I found him much more surprised at the non-retirement of the Afghans than we had been, and very much more disappointed. In fact, he looked about as worried as any man could look. He took me up to the house so that I could personally assure his wife that the _Bunder Abbas_ would not leave them. She was in a terrible state of alarm, almost beside herself; her eyes were terrified, and she clutched my arm so tightly whilst she was imploring me to stay that her finger nails left deep marks.
"Why don't you send for the _Intrepid_? We shall all be killed," she said in the most agitated manner; and it was quite useless to tell her that the _Intrepid_ had gone up the coast and that we could not communicate with her. When she did let go of my arm her hands worked convulsively at her sides, and I no longer wondered why her husband looked so worn.
Miss Borsen was not there, of course, and I had not the courage to ask after her. In fact, I was very glad to tear myself away and go up to the Maxim on the roof, to see for myself whether it could sweep the whole slope.
Mr. Scarlett had told me correctly. The Maxim had a grand position, and no one could approach without coming under its fire except towards the right, where it was possible to creep up unseen behind those huts.
Ellis and Hartley had filled old flour-sacks with sand and placed them along the parapet, on each side of the gun. They were busy bringing up more, and were quite happy. "If only those huts were out of the way, sir, nothing could get near us," Ellis said; and though I again implored Mr. Fisher to burn them he still refused. He took me to see the two wounded Eurasians--one shot through the arm and the other badly slashed about the head.
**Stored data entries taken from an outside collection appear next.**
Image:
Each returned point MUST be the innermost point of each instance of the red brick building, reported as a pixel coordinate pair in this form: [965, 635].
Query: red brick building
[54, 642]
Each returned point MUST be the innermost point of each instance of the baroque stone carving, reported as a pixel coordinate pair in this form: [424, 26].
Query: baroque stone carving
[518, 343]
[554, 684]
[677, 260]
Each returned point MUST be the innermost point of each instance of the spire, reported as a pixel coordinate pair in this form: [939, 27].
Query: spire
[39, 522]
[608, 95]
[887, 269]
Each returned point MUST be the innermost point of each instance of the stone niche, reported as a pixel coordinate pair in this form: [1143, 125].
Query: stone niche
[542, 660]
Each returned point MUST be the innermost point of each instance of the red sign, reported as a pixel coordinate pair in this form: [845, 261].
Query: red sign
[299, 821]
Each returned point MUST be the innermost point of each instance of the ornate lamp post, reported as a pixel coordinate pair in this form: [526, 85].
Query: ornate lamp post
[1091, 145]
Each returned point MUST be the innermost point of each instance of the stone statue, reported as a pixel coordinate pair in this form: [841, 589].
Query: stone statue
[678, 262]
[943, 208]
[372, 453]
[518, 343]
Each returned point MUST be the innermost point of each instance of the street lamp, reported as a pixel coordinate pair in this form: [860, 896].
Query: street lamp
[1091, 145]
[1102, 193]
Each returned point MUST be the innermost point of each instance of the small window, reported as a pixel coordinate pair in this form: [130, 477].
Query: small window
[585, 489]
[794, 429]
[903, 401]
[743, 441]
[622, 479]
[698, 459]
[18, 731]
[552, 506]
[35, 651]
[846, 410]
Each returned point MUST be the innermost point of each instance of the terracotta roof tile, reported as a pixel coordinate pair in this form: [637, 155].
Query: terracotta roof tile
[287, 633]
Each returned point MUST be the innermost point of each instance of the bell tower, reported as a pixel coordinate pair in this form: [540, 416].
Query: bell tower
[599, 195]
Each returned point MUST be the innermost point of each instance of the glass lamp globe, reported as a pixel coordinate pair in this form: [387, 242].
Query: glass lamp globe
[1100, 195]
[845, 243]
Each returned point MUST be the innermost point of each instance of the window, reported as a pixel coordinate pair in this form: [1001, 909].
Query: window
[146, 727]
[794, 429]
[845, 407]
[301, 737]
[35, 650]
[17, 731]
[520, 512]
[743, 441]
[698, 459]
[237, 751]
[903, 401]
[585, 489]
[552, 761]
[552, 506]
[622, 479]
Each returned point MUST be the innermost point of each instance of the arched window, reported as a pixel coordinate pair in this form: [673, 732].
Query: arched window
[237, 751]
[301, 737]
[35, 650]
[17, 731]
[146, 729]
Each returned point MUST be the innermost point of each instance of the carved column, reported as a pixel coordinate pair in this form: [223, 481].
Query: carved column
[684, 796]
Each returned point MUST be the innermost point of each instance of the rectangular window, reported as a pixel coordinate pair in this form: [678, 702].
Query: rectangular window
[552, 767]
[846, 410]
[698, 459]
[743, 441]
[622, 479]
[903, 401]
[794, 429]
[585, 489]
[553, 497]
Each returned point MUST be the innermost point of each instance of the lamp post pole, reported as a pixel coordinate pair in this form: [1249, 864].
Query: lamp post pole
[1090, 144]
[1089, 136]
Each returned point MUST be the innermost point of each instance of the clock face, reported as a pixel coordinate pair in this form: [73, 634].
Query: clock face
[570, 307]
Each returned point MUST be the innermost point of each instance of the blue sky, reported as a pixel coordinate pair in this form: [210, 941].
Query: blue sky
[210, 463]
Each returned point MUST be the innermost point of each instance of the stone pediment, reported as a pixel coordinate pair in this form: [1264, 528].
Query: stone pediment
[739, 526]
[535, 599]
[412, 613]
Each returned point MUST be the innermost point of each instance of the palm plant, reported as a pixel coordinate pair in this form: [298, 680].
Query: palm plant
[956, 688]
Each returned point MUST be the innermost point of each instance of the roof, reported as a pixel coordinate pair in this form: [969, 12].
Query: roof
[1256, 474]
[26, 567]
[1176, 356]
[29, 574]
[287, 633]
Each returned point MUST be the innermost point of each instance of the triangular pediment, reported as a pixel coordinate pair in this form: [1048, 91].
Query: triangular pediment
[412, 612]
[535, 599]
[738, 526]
They were bandaged in very "shipshape" fashion, and looked comfortable enough.
"Who did that?" I asked, pointing to their dressings; and when he told me that Miss Borsen had looked after them, as she knew something of "first aid", I envied them for a moment.
He had now only fifteen of the telegraph staff remaining, and, as he said, none of them knew anything about fighting. He was doubtful about trusting rifles to the servants and telegraph employees, because these were of all nationalities--Zanzibaris, Baluchis, Tamils, and various half-castes; but he had collected the rifles strewn over the slope yesterday when those fellows had been shot down--nearly a hundred of them there were, of all patterns. Very little ammunition had been found on the dead bodies, and that, too, was all mixed up--Mauser, Mannlicher, Le Bras, Lee-Metford, Martini--all in a hopeless jumble. He promised to have them sorted.
Then I was taken all round the outside of the loopholed wall, and discovered--what I had not thought of before--that it was possible for an enemy to crawl along the rocks on the eastern side--the right side looking inland--without being seen, to clamber up them, and attack that flanking wall without exposing themselves. However, the man who designed the wall must have realized this and had built it nearly fifteen feet high, so that unless they brought ladders with them it would be difficult to scale. The cable-house--a little square building into which the cable from Muscat wriggled out of the sea--stood isolated on the rocks, and could be attacked at night with impunity.
Walking round the rear wall I satisfied myself that no attack could be made from that quarter, because the rocks at the end of the peninsula could only be reached in boats, and as the sea was always rough there at this time of year a landing was out of the question. The western side--the one looking over the bay where the _Bunder Abbas_ was anchored--was fairly safe, though here again a daring enemy might creep round by the beach (where I had just landed) and attack from short range. However, so long as the _Bunder Abbas_ remained (or had ammunition), and the nights were moonlit, this possibility did not worry me.